Смеясь, Анна Михайловна щелкала его по носу.
XIX
После ужина, перед сном, Михаил любил "чудить". Кудрявый, быстроглазый и насмешливый, он представлял, как мать разговаривает с бабами у колодца, как молится, истово прижимая ко лбу сложенные щепотью пальцы.
- Вот уж и врешь, пересмешник, - сердилась Анна Михайловна. - На вас, безбожников, глядя и молиться-то разучилась.
Но это была неправда. Она вспоминала о боге часто, по большим праздникам ходила в церковь, хотя перестала говеть и, садясь за стол, иногда забывала перекреститься. Но, как прежде, молилась на ночь, твердо читая положенные по церковному уставу молитвы. Босая, на холодном полу, она подолгу стояла перед иконой, крестясь, шевелила губами, повторяя заученные с детства, непонятные, но как бы и нужные слова.
Сейчас, глядя на баловника Михаила, мать думала: хорошо это или худо, что сыновья растут без бога? Если послушать сыновей - выходило даже очень хорошо. Но ведь они несмышленыши. Что разумеют? Нет, без бога Анне Михайловне было бы как-то пусто.
Михаил представлял в лицах последнее колхозное собрание: Николая Семенова с его неизменным "сегодняшним днем", тараторку-балаболку Строчиху, горячего, вечно недовольного бригадира Петра Елисеева, постоянно сонного Ваню Яблокова.
Стоит Ваня у ворот,
Широко разинув рот,
И никто не разберет -
Где ворота, а где рот,-
пел Михаил сочиненную комсомольцами частушку, и мать от души смеялась, забывая все.
- Воистину, - говорила она, отдышавшись. - Дай ему волю в колхозе, он бы всех нас по миру пустил… А Петра не трожь. Петр Васильич справедливый человек… Ну, сердце горячее. Так ведь поди и у тебя не камень.
Преобразившись, Михаил, скосив глаза, угрюмо пробирался по избе, держась за стену. Шаркая подошвами и тяжело переставляя негнущиеся в коленях ноги, он выпячивал грудь колесом и задирал голову.
- Богородица, я не пью… я вып-пиваю… р-разница! - говорил он, останавливаясь перед матерью. - Что есть человек? Навоз. Удд-обряет для других землю… Не хочу.
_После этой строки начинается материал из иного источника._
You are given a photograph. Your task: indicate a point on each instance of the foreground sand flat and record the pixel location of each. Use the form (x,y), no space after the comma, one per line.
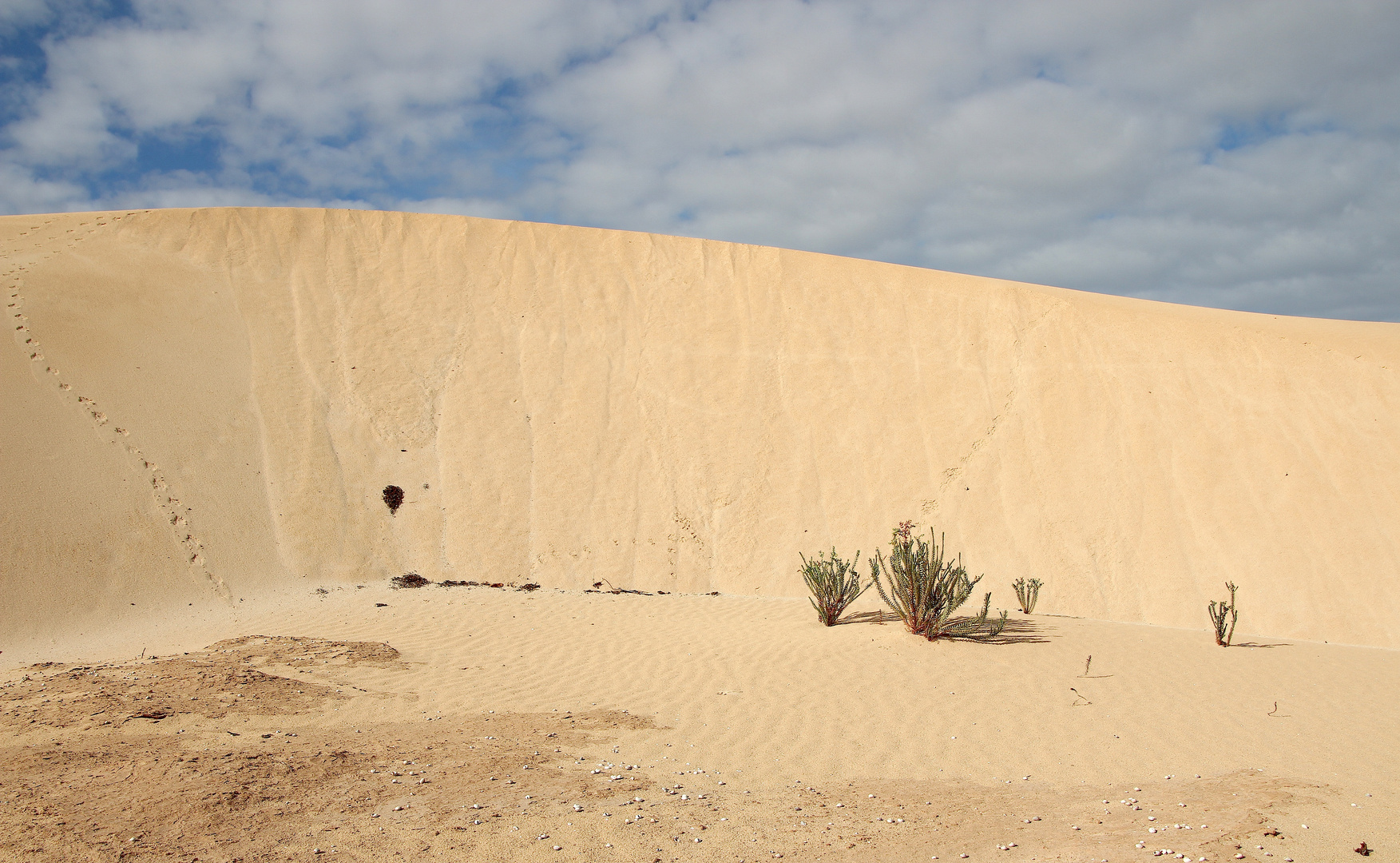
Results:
(760,718)
(202,658)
Выпиваю, потому ура-зу-мел смысл… Коля Семенов м-ме-ня в прорубь тол-кает. Иду, иду!
- Будет тебе, - отмахивалась Анна Михайловна, начиная снова сердиться. - Никогда мне Савелий Федорыч таких слов не сказывал. Жена при смерти - поневоле запьешь… с горя.
- Внимание! Алексей свет Алексеевич на уроке русского языка… отвечает на "отлично", - продолжает баловаться Михаил, вертляво подскакивая к брату, молчаливо уткнувшемуся в книжку. - Порадуйся на сынка, Михайловна!
- Брось болтать! - обрывает Алексей, захлопывая книгу. - Пролетишь завтра по геометрии.
Михаил урчал и сопел, в точности изображая повадки брата. Дар передразнивать у него был необыкновенный. Во всем он видел смешное, слова не мог сказать без шутки.
"Легкая у Мишки будет жизнь. Так и пройдет ее со смешком да шуточками, - думала мать. - Да и то сказать, время ноне такое… веселое. Смеху-то и песен в деревне приметно больше стало".
В школе Михаилу все давалось легко, он редко готовил уроки, надеясь на свою память и острый язык, и поэтому учился плохо.